When the case was remanded for trial, the District Judge initially stated that the hearing was being conducted to determine what benefit McCullough received on the work that Hoover had done. In other words, what was the amount of saving to McCullough for the tons of stone previously quarried and stockpiled by Hoover.

3

We think the District Judge correctly interpreted our former opinion and that remand was ordered for the purpose of establishing the amount of the saving. We had already approved the findings of the Master as to McCullough's cost per ton ($2.34) of producing the stone after Hoover had defaulted in its contract. The amount of damages in this regard had been computed by deducting the contract price per ton ($1.73) from McCullough's cost ($2.34).

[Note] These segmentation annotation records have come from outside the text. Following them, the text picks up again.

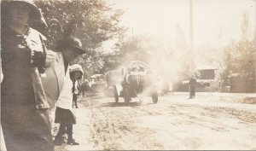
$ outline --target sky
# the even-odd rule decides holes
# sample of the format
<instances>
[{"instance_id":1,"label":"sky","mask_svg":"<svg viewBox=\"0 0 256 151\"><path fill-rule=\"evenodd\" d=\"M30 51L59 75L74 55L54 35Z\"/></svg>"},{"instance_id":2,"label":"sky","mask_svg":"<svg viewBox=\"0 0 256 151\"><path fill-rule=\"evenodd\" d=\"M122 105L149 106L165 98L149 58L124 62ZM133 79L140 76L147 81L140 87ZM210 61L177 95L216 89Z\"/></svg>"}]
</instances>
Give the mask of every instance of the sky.
<instances>
[{"instance_id":1,"label":"sky","mask_svg":"<svg viewBox=\"0 0 256 151\"><path fill-rule=\"evenodd\" d=\"M160 35L174 39L176 26L189 39L189 0L106 0L125 9L120 25L128 35ZM241 38L242 14L249 15L255 34L256 0L193 0L194 44L223 46ZM219 36L220 35L220 36Z\"/></svg>"}]
</instances>

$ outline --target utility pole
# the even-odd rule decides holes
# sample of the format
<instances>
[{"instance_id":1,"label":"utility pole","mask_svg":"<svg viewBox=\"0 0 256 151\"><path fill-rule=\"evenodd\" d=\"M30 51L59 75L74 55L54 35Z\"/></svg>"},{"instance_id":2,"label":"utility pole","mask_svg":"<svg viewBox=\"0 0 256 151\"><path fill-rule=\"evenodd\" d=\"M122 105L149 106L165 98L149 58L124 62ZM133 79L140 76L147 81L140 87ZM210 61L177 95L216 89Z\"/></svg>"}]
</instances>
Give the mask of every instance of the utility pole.
<instances>
[{"instance_id":1,"label":"utility pole","mask_svg":"<svg viewBox=\"0 0 256 151\"><path fill-rule=\"evenodd\" d=\"M189 77L195 73L193 0L189 0Z\"/></svg>"}]
</instances>

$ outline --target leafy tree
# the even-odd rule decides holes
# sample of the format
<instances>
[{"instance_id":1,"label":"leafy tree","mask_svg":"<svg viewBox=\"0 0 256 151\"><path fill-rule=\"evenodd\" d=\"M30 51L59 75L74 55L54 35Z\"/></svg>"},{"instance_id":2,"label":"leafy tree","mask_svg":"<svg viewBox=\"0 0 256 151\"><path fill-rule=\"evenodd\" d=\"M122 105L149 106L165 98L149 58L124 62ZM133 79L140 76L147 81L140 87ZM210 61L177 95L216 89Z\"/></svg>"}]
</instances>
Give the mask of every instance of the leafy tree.
<instances>
[{"instance_id":1,"label":"leafy tree","mask_svg":"<svg viewBox=\"0 0 256 151\"><path fill-rule=\"evenodd\" d=\"M256 43L250 40L249 17L243 14L241 21L241 37L238 42L233 41L224 48L223 58L223 77L228 76L230 71L242 73L248 62L256 66Z\"/></svg>"},{"instance_id":2,"label":"leafy tree","mask_svg":"<svg viewBox=\"0 0 256 151\"><path fill-rule=\"evenodd\" d=\"M81 39L83 48L88 52L100 51L102 42L123 37L125 28L119 26L119 22L124 11L114 9L113 5L107 4L103 0L38 0L35 3L49 23L49 28L51 30L46 36L50 49L62 35L60 26L65 30L71 20L76 23L72 35ZM88 74L93 74L103 67L102 57L105 56L99 52L88 53L81 55L76 62L80 63Z\"/></svg>"}]
</instances>

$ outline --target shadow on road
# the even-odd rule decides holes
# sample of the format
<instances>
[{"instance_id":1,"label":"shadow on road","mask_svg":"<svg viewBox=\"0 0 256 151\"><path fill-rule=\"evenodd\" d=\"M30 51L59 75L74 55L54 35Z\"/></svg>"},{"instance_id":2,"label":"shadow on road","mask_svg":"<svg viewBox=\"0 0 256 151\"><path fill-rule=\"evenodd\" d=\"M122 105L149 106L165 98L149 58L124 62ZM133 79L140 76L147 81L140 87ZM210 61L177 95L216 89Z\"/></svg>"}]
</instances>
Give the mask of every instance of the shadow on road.
<instances>
[{"instance_id":1,"label":"shadow on road","mask_svg":"<svg viewBox=\"0 0 256 151\"><path fill-rule=\"evenodd\" d=\"M107 102L101 105L101 107L137 107L141 106L141 102Z\"/></svg>"}]
</instances>

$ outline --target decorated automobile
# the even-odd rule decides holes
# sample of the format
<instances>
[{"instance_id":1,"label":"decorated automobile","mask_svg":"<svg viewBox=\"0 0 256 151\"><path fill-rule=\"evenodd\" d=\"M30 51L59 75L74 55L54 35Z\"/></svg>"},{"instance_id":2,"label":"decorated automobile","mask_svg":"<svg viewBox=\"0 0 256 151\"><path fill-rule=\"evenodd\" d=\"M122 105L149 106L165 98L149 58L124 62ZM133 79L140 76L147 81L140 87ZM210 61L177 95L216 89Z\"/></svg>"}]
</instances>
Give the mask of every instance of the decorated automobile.
<instances>
[{"instance_id":1,"label":"decorated automobile","mask_svg":"<svg viewBox=\"0 0 256 151\"><path fill-rule=\"evenodd\" d=\"M94 74L89 78L89 86L93 95L103 93L105 90L105 78L103 74Z\"/></svg>"},{"instance_id":2,"label":"decorated automobile","mask_svg":"<svg viewBox=\"0 0 256 151\"><path fill-rule=\"evenodd\" d=\"M123 80L113 87L114 100L119 102L123 97L125 102L130 102L131 98L140 95L147 95L152 97L154 103L158 102L159 75L151 70L144 62L133 61L124 73Z\"/></svg>"}]
</instances>

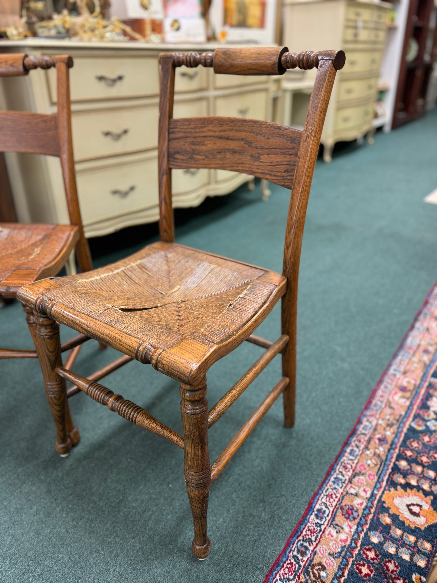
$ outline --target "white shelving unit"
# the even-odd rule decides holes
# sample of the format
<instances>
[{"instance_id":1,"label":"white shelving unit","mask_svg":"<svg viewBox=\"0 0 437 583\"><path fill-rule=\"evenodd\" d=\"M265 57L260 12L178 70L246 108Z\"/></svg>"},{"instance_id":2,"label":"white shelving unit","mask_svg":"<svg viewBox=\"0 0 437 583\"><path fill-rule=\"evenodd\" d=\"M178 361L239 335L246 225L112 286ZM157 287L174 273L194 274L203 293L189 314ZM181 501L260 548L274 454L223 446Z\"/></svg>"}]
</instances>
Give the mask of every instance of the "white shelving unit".
<instances>
[{"instance_id":1,"label":"white shelving unit","mask_svg":"<svg viewBox=\"0 0 437 583\"><path fill-rule=\"evenodd\" d=\"M380 83L388 87L382 100L385 114L373 120L373 127L383 127L385 132L390 132L392 129L410 0L399 2L394 0L393 3L396 15L393 24L387 30L379 77Z\"/></svg>"}]
</instances>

That question was no longer open, having previously been decided by us.

4

McCullough introduced an expert witness Varner who was familiar with the overall question, being in the construction business himself, and who had in fact subsequently produced stone from the same quarry. On the basis of the witness Varner's testimony, the District Judge found that McCullough saved 42.5cents per ton on the cost of finished stone through use of materials which had been quarried and stockpiled by Hoover. By use of a formula which the Special Master had originally developed and which formed the basis of the first judgment in this case, the Court determined the amount of offset credit to which Hoover was entitled. Neither side was satisfied with the District Judge's findings, but appellee, though it contended that a credit of a lower figure than that finally used by the Court should be used, states that it would be satisfied with affirmance of the District Court judgment. On the other hand, appellant is dissatisfied with the judgment and contends that by application of its computations judgment should have been rendered in its favor in a substantial sum.

5

Significantly, the appellant introduced no expert evidence to countervail that of appellee's witness Varner as to the amount of saving and so we do not have the benefit of any expert testimony to the contrary. There is a reasonable basis in the record for the conclusion which the District Judge reached, and it is supported by substantial evidence. As appellee has pointed out, Varner testified that his cost of drilling and blasting was 10cents per ton; loading into Euclid trucks would average 10 cents; and crushing would add an average of 22.5 cents per ton. This totaled 42.5 cents per ton, the figure actually used by the Trial Judge, relying on Varner. Assuming, as the Court did, 20% shrinkage in volume, this was offset by 20% difference in costs in 1969 and 1970 as opposed to the time when the work was done (1961). Thus the 42.5cents figure finally resulted. We are not able to say, under the circumstances presented here, that the Trial Judge's findings are incorrect or clearly erroneous. They are, therefore, entitled to be affirmed. Rule 52(a), Fed.R.Civ.P.

6

Affirmed.

7

ON PETITION FOR REHEARING AND PETITION FOR REHEARING EN BANC

8

The Petition for Rehearing is denied and no member of this panel nor Judge in regular active service on the Court having requested that the Court be polled on rehearing en banc (Rule 35 Federal Rules of Appellate Procedure; Local Fifth Circuit Rule 12) the Petition for Rehearing En Banc is denied.